1928 - 1991
The Venitian
Which of his rings did Vincent Roux throw into the famous lagoon to show Venice that he would forever be her servant? No one knows. But what we do know is that the link between them would endure for life until death. He knew the Serenissima like the back of his hand, its palaces and museums, its salons and its slums, its princesses and its beggars, its millionaire courtesans and its thuggish gondolieres. He painted its poisoned feasts and its transient population with uneasy tenderness, as if to say "Take care, traveller! You probably won't be here the day when the watery city is engulfed into the abyss. But before that day, Death, draped in a bauta barely concealing his scythe, might be waiting for you at the bend of a canal, like the ambigious youth Tadzio waited for Aschenbach by the bathing cabins of the Lido..."
Vincent's Venice was that of Mann and Visconti, but also that of Carpaccio and Titian, of Morand and Music, of Ugo Pratt and Countess Volpi. Most of all, for those of us who remember him in his gondoliere costume, Venice will always be Vincent Roux.
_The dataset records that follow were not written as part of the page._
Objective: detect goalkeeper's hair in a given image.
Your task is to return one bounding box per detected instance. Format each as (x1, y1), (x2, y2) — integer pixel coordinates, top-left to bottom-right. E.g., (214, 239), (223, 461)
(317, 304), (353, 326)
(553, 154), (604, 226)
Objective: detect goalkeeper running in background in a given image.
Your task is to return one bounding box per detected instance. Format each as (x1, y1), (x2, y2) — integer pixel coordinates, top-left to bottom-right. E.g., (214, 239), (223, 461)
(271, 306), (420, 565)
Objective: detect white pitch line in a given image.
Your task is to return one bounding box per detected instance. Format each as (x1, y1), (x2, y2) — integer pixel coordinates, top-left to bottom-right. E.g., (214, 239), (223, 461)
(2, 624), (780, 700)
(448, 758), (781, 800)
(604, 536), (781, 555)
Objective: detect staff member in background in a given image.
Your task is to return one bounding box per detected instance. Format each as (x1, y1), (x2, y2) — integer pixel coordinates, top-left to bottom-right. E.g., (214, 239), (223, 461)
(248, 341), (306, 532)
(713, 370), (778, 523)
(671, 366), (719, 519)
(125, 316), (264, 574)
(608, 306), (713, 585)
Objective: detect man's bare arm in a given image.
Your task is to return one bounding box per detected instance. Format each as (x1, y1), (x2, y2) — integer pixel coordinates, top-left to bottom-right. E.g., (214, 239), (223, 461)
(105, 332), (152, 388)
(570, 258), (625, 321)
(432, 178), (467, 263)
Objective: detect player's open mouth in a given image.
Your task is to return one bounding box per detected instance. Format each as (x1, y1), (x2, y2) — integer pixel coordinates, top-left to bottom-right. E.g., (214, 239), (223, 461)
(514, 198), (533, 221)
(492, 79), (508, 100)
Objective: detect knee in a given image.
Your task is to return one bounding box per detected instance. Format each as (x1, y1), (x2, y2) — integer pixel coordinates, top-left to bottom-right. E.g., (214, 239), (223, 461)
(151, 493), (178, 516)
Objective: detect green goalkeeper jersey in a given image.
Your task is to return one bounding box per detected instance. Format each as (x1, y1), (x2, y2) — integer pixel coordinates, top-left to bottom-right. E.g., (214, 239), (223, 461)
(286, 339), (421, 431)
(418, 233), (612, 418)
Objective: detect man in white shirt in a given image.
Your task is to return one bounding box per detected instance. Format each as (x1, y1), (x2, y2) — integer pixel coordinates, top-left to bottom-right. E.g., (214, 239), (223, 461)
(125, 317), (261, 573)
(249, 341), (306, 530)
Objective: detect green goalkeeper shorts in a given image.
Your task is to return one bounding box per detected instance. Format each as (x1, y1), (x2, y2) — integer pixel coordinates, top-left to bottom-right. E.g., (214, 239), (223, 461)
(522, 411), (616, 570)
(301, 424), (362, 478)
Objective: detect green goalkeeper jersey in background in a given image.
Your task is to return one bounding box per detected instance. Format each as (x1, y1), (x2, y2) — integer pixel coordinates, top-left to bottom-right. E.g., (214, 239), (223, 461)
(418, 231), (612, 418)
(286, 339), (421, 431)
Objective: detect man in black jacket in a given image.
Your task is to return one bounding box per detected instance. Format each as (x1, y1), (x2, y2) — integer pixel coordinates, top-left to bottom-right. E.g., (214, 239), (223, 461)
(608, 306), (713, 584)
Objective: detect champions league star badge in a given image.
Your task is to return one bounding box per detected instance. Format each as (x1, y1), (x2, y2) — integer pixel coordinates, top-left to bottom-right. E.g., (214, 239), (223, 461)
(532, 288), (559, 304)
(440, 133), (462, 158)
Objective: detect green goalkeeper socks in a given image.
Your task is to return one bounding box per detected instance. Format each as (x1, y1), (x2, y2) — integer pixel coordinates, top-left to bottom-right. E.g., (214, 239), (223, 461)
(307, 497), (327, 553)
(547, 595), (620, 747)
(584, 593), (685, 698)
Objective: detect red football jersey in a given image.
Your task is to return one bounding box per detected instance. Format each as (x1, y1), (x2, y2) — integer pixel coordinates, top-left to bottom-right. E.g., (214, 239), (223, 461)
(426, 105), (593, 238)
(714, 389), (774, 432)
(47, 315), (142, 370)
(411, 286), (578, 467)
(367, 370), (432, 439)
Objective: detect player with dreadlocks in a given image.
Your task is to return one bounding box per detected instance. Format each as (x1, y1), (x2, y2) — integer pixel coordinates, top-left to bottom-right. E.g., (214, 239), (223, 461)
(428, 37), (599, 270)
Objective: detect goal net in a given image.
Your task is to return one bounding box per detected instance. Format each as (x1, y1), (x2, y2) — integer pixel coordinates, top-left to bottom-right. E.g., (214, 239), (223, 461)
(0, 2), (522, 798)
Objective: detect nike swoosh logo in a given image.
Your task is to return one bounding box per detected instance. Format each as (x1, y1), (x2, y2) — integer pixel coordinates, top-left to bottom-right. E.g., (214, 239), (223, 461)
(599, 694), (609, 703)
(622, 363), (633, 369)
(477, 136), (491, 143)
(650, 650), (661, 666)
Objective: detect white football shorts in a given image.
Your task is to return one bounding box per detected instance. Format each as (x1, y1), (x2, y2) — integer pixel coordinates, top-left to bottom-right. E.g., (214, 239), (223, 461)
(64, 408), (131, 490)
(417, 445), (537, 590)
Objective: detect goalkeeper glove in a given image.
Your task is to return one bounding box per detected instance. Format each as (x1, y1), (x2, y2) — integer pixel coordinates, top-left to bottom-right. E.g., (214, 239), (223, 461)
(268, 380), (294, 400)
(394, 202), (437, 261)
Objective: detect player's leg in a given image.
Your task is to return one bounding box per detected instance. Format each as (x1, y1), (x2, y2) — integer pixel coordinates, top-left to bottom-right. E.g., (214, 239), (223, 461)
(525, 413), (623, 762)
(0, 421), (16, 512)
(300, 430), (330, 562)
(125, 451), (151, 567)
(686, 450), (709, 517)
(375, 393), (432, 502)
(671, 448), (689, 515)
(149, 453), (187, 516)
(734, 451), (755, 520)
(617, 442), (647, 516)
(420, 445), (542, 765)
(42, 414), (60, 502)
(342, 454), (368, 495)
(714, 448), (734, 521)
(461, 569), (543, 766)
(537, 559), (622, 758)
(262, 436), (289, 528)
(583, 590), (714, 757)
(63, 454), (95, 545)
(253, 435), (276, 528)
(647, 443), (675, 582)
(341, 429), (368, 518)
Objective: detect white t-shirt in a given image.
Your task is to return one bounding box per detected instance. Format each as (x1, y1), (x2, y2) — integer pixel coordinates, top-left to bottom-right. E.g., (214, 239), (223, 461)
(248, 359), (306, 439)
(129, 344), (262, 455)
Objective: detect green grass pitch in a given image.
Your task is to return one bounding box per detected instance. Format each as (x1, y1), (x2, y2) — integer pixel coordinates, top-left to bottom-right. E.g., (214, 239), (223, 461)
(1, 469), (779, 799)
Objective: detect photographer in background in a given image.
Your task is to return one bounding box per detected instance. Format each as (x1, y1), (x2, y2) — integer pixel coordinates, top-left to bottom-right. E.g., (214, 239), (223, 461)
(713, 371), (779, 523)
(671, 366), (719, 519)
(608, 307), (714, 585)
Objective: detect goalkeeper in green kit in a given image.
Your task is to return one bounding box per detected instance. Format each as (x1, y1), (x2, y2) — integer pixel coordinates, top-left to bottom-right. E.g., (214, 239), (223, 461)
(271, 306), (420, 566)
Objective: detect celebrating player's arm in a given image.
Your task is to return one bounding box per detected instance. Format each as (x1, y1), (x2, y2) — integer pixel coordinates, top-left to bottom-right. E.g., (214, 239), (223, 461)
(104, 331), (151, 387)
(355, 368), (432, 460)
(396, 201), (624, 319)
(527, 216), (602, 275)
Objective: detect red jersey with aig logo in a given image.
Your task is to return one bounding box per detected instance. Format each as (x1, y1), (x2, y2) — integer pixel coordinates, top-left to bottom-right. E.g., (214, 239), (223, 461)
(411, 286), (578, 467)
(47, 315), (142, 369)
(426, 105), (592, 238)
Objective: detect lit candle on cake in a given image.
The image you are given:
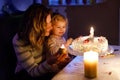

Casanova. Of the many disguises that suited him best, it is those where Sior Maschera appeared in the guise of the engaging raffish figure of Giacomo Casanova. In the days of his prime, Vincent had a real gondola brought over from Venice so that Casanova in person (that is to say himself) could inaugurate the huge swimming pool of his villa 'La Nouvelle Adélaïde'. But look also at the Venetian outfits of his final years. There was more than a whiff of Fellini's Casanova in his appearance. The tragic persona of the ageing seducer fascinated him as the shadows began to invade the most beautiful and saddest salon in the world, like a Piazza San Marco where the last remaining couples twirl around and where the red-headed priest has already tolled the Angelus.